Мои слова – стрелы, и они бьют прямо в цель. Бейз вскидывает взгляд к небу, смотрит на неспокойные облака и тяжело вздыхает. Я чувствую, что Шей наблюдает за нами из полоски тени между двумя корявыми деревьями.

– Говард оставил в башне подарок, – цедит Бейз, настороженно глядя на меня. – Кайнон велел пошить по твоему размеру.

– Ну… – Я хмурюсь. – И что это?

– Платье. – Бейз приподнимает бровь. – Сшито из шелка-паутинки, окрашенного в синий цвет Бахари.

Я поникаю, утратив боевой задор…

Вот дерьмо.

Бейз склоняет голову к плечу.

– Ты как-то кисло выглядишь. Не нравится платье или цвет?

В его землистых глазах пляшут неприкрытые смешинки, и это веселье подтачивает плотину моего самообладания, нервов и терпения.

– Платье, – шиплю я, и его низкий смешок обволакивает меня со всех сторон, заполняя пространство между нами.

Одним плавным движением Бейз подходит вплотную.

– Ложь, – рычит он, обдавая мое ухо горячим дыханием, а потом толкает в плечо так, что я спотыкаюсь.

Прежде чем я успеваю прийти в себя, Бейз уходит.

Глава 45Орлейт

Платье можно назвать скромным ровно в той же степени, в какой дерево прикрыто листвой в конце осени. Я смотрю на так называемый подарок, на длинные темно-синие, украшенные золотом складки, словно они вот-вот воспарят с манекена и задушат меня. Ленты ткани искусно расположены так, чтобы подчеркнуть женскую фигуру, все ее… достоин– ства.

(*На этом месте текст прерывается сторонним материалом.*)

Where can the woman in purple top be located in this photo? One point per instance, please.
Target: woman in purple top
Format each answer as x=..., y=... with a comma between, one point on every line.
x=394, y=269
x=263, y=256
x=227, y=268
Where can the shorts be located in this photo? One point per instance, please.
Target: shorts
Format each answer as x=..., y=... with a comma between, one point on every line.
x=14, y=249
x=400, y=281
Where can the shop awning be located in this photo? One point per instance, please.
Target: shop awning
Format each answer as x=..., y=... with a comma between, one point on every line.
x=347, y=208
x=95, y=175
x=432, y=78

Я понятия не имела, что на Юге такая мода. Если бы знала, нашла бы другой способ заполучить корабли. Взяла бы их на абордаж или… еще что.

Что угодно.

У непредусмотрительности жестокое чувство юмора.

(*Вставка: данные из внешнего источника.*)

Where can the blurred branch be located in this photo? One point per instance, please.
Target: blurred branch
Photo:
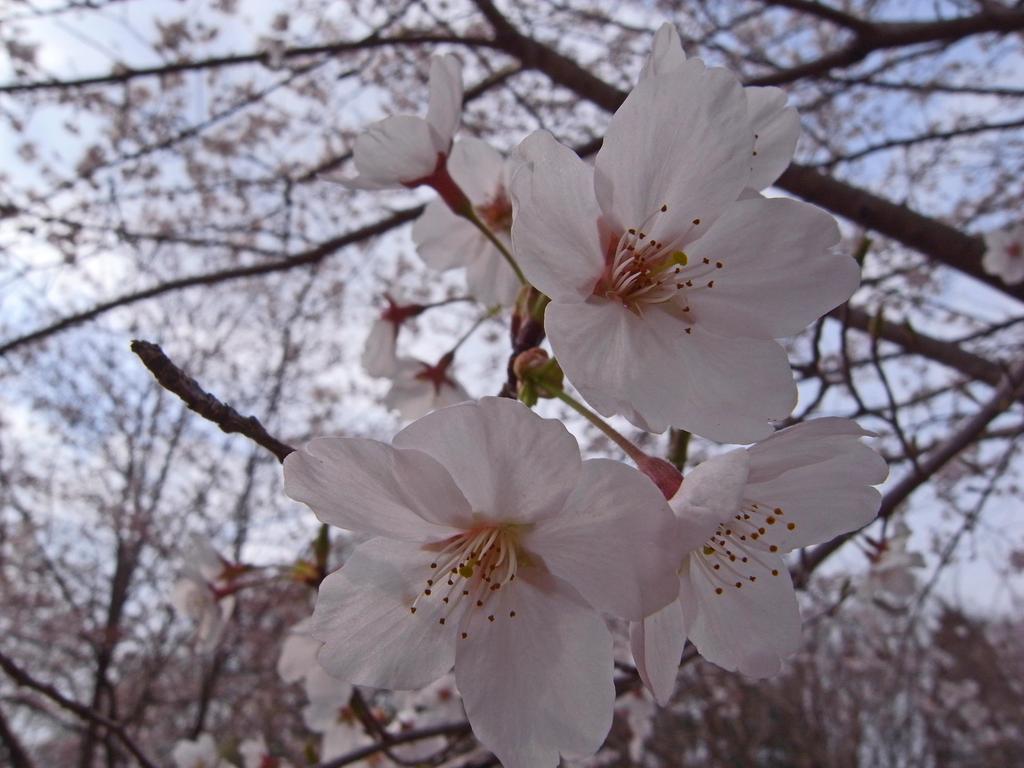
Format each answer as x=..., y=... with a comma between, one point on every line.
x=304, y=258
x=871, y=37
x=929, y=466
x=175, y=380
x=23, y=678
x=448, y=729
x=15, y=752
x=932, y=238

Проводя рукой по юбке, я пытаюсь сообразить, как мне ходить в этой штуке, если стоит двинуться, и все увидят мое исподнее. Или под него не положено ничего надевать и платье должно показывать проблеск недостижимого? Того, что принадлежит другому мужчине.

Отхожу подальше и рассматриваю платье с новой волной отвращения. Стоит дернуть поперечную ленту спереди или сзади, и вся конструкция рассыплется. Хотя, скорее всего, так и задумано. Что платье должно небрежно упасть на пол, прежде чем тела соединятся и…

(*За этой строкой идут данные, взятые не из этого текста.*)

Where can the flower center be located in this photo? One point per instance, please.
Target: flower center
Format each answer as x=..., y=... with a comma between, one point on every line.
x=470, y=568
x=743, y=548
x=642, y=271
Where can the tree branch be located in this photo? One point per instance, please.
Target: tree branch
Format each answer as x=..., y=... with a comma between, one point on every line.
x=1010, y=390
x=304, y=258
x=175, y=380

– Хватит! – рявкаю я одновременно с раскатом грома. – Возьми себя в руки, Орлейт.

Я завязываю волосы тяжелым узлом и расстегиваю рубашку. Она летит на пол, и я принимаюсь разматывать повязку на груди. За ней следуют штаны и нижнее белье.

Одетая лишь в чужую кожу, я принимаюсь расстегивать платье и судорожно вздыхаю. Наряд легкий как перышко. Так странно, что такая значимая вещь столь мало весит.

Я пристраиваю на себе пояс и закрепляю зажим, потом хмуро пытаюсь решить, как быть дальше. Не с первой попытки нахожу, куда просунуть руки, и даже умудряюсь закрепить застежку между лопатками без посторонней помощи.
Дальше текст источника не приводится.